Company expects full transition of Camso to be completed by March 2027
Mumbai, India — Ceat Ltd has reported double-digit growth for both the fourth quarter and full year FY2026 (ended 31 March), with management highlighting “very strong” performance across replacement, OEM and international markets.
For the quarter ended 31 March, consolidated revenue from operations rose 23.3% year-on-year to INR42.1 billion (€378 million), while earnings (EBITDA) increased 52.0% to INR5.9 billion, Ceat reported 29 April.
Earnings margin improved to 14.2%, up 267 basis points.
For the full year, Ceat reported revenue of INR156 billion, up 18.6% year-on-year, while earnings increased 37.9% to INR20.6 billion, with margin expanding to 13.2% from 11.3% a year earlier.
Commenting on the fourth quarter results, Ceat managing director and CEO Arnab Banerjee said growth was broad-based.
“Replacement grew in mid-teens. OEM also grew around mid-teens, and International Business had a very strong quarter,” he said, pointing in particular to gains in off-highway and passenger tires in Western Europe.
Within the replacement segment, “two-wheeler continues to do well and grew strongly in the mid-20s,” said Banerjee.
Meanwhile truck, bus and farm segments “came back strongly… in low teens,” while passenger car and light vehicle replacement demand grew in “mid-single digit.”
According to the Ceat chief, OEM demand remained firm, with “very strong double-digit growth” in passenger cars, supported by premium vehicle fitments, while truck and bus and farm segments also posted double-digit gains.
Internationally, the company reported “very strong growth” across segments, especially in passenger tires in Europe and the US.
However, Banerjee noted that “sales to Middle East have been severely impacted in the fourth quarter” due to geopolitical tensions.
Despite the strong results, Ceat flagged a sharp escalation in input costs.
“We are entering a steep inflation zone in the first quarter,” Banerjee said, warning raw material prices could “shoot up to 15% plus,” and may “reach closer to 20%” by the end of the first quarter.

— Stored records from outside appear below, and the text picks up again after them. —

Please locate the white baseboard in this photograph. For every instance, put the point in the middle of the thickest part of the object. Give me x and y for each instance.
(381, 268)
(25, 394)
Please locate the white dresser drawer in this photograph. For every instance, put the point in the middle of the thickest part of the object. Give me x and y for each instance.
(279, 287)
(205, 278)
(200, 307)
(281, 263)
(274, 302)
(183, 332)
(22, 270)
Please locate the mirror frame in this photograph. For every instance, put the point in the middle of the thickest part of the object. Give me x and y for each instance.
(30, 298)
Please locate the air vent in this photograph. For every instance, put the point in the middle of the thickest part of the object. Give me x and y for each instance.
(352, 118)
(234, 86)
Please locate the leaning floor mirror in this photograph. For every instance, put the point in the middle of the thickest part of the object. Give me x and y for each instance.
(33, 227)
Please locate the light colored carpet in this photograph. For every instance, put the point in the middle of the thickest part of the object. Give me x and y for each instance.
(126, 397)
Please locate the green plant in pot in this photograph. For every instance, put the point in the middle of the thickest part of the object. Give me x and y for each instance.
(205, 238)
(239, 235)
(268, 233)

“Price increase is an imperative,” he added, noting that hikes are already being implemented across replacement and international markets, while OEM adjustments will come with a lag.
Looking ahead, Ceat expects demand to remain ‘broadly supportive,’ although “the broader demand environment remains clouded by the West Asia conflict, and related fuel price expectation.”
The company said replacement demand for medium and heavy commercial vehicles is expected to grow in “high single digit,” while two-wheeler demand continues to exceed pre-Covid levels.
Passenger tire demand in replacement has been “somewhat muted” but could improve following stronger OE sales.
On the Camso business, Ceat said operations are “continuing smoothly” but remain in transition.
The unit’s revenue was down 5% sequentially, said Banerjee, noting that the production was affected due to non-availability of fuel locally for some time in Sri Lanka
“The CAMSO business is in transition and will continue to be in transition for at least four more quarters,” Banerjee said.
Full control of the value chain is expected by end of fiscal year 2027 (started 1 April), according to the Ceat chief.
He noted that customer-facing operations should be integrated by the first half of FY27, while upstream capabilities, including compounding and calendering, are expected to be completed “by end of fourth quarter.”